他猛地抓住手机,仿佛那是最后一根稻草,声音因为极致的恐慌而变得尖利扭曲,带着哭腔哀求道。
“领导。领导您不能不管我啊。郑老,郑老您救救我。”
“我去汉东,是听您的指示啊。”
“我没有功劳也有苦劳,看在我鞍前马后的份上,您得拉我一把啊。求求您了,领导……”
电话那头的郑国涛沉默了片刻,再开口时,语气里只剩下赤裸裸的撇清和警告,甚至带着一丝不耐烦。
“救你。于华北,你自己屁股底下那么多屎,你让我拿什么救你。”
“汉江的问题证据确凿,审讯逼供的录音铁证如山。”
“这些都是你的个人行为,是你党性丧失、纪律涣散、违法乱纪。谁救得了你。”
郑国涛的声音冷酷得不带一丝感情。
“估计你马上就要被双规了。我警告你,于华北。什么该说,什么不该说,你心里最好有点数。”
“哪些话能讲,哪些话要烂在肚子里,你应该明白。”
“如果你管不住自己的嘴,胡言乱语,攀扯不该攀扯的人……否则的话,有你的好果子吃。你的家人,恐怕也不会好过。”
“领导,我……”
于华北还想再说什么。
“嘟嘟嘟——”
电话被毫不留情地挂断了。忙音单调而持续地从听筒里传来,在于华北死寂的办公室里显得格外刺耳。

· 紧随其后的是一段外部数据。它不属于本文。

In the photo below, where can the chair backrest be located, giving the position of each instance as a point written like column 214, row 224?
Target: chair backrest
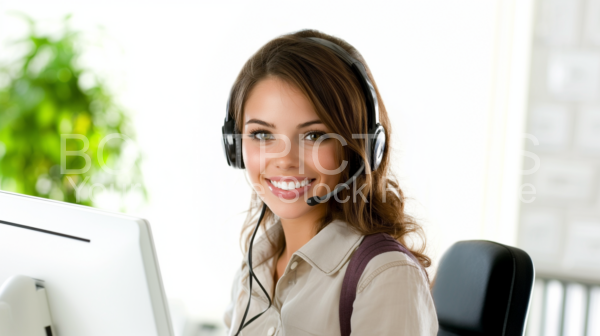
column 483, row 288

他保持着接听电话的姿势,僵在那里,手机还紧紧贴在耳边,仿佛无法接受这个现实。
脸上的血色褪得干干净净,只剩下死灰一片。
于华北眼神空洞,失去了所有焦距,茫然地望着前方虚空中的某一点。
几秒钟后,巨大的绝望和愤怒如同火山般爆发。
他猛地将手机从耳边扯开,用尽全身力气,狠狠砸向对面光洁的墙壁。
“砰——!”
一声闷响,手机瞬间四分五裂,碎片和零件迸溅开来,散落在地毯上。
“啊——!”
于华北发出一声困兽般的低吼,双手死死抓住自己的头发,身体因为剧烈的情绪波动而颤抖。